En l’absence de techniques antibrouillage, la seule option qui s’offre à l’AIB est de s’appuyer sur les systèmes de navigation conventionnels, basés au sol. Le radar utilisé par les contrôleurs de la circulation aérienne ne dépend pas des satellites.
Ainsi, pour les pilotes de l’aviation civile contraints d’atterrir à l’AIB, il devient impératif d’utiliser des moyens de localisation alternatifs, à savoir les tours terrestres.
«Or les pilotes sont actuellement habitués à utiliser le GPS et ne sont pas nécessairement familiarisés avec les démarches conventionnelles, indique M. Abi Najem. C’est une grande responsabilité pour le pilote qui évite de prendre des risques à ce niveau.»
Le dernier exemple est bien celui de la compagnie allemande Lufthansa qui vient de prolonger jusqu’à fin avril la suspension de ses vols à destination et en provenance de Beyrouth.
Initiatives officielles
Le ministère des Affaires étrangères a chargé, le 22 mars dernier, la mission permanente du Liban auprès des Nations unies à New York de «déposer une plainte urgente au Conseil de sécurité de l’ONU concernant la perturbation, par Israël, des systèmes de navigation et de la sécurité de l’aviation civile dans l’espace aérien de l’AIB, depuis le début de la guerre à Gaza», selon le communiqué.

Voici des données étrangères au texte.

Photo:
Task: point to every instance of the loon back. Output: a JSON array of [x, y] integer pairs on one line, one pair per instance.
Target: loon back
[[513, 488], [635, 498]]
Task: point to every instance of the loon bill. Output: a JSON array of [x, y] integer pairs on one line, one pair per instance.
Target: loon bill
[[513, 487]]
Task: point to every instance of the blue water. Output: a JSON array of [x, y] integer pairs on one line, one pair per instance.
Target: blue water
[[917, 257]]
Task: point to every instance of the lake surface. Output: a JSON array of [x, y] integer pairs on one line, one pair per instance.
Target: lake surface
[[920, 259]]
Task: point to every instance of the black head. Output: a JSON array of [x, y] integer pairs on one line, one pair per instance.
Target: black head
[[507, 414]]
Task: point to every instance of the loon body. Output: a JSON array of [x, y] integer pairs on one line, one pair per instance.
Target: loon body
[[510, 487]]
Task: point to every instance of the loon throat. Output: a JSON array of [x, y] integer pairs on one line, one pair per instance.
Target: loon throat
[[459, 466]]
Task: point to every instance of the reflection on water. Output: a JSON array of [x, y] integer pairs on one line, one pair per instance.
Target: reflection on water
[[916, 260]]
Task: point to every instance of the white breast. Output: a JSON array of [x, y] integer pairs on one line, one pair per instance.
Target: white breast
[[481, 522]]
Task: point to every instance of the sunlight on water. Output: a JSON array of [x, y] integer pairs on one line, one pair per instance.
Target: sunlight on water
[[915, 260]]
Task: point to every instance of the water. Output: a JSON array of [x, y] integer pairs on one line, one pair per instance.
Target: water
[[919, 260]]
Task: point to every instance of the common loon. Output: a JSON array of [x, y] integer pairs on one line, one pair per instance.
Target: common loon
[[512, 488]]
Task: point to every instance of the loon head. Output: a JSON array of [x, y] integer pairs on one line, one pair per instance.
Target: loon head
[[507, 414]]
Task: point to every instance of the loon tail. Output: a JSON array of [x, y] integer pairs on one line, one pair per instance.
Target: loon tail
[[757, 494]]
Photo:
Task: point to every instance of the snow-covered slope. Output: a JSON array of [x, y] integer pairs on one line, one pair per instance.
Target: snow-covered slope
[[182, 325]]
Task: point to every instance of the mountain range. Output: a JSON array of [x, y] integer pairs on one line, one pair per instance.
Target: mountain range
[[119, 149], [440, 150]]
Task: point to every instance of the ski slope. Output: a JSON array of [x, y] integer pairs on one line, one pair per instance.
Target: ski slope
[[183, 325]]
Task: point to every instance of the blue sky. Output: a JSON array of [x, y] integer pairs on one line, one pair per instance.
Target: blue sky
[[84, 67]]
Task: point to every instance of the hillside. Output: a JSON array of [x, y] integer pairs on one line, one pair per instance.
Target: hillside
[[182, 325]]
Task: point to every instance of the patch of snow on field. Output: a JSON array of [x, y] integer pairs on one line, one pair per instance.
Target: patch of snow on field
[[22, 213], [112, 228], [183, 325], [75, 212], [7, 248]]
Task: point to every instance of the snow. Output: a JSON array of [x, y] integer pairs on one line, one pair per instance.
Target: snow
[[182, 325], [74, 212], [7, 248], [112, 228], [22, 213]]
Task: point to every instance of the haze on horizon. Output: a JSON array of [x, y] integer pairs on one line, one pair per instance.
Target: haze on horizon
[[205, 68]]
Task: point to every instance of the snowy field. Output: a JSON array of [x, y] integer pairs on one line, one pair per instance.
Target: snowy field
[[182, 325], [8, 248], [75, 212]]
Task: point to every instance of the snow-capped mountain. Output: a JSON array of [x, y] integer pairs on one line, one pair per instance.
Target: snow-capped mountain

Cette démarche a été conduite sur base de la proposition du ministère des Travaux publics et à la demande du Conseil des ministres.
Pour sa part, le ministre sortant des Travaux publics, Ali Hamiyé, avait exhorté, le 5 mars dernier, l’Union européenne (UE) à «prendre des mesures drastiques afin d’éliminer la grave menace à la sécurité aérienne dans toute la région», en raison des interférences sur les systèmes de navigation, provoquée par Israël.
Ces démarches, comme tant d’autres, sont restées lettre morte.
Jusqu’à nouvel ordre, le Liban se trouve pris dans une sorte de triangle clos, avec pour sommets les avancées technologiques, les visées militaires et les intérêts politiques.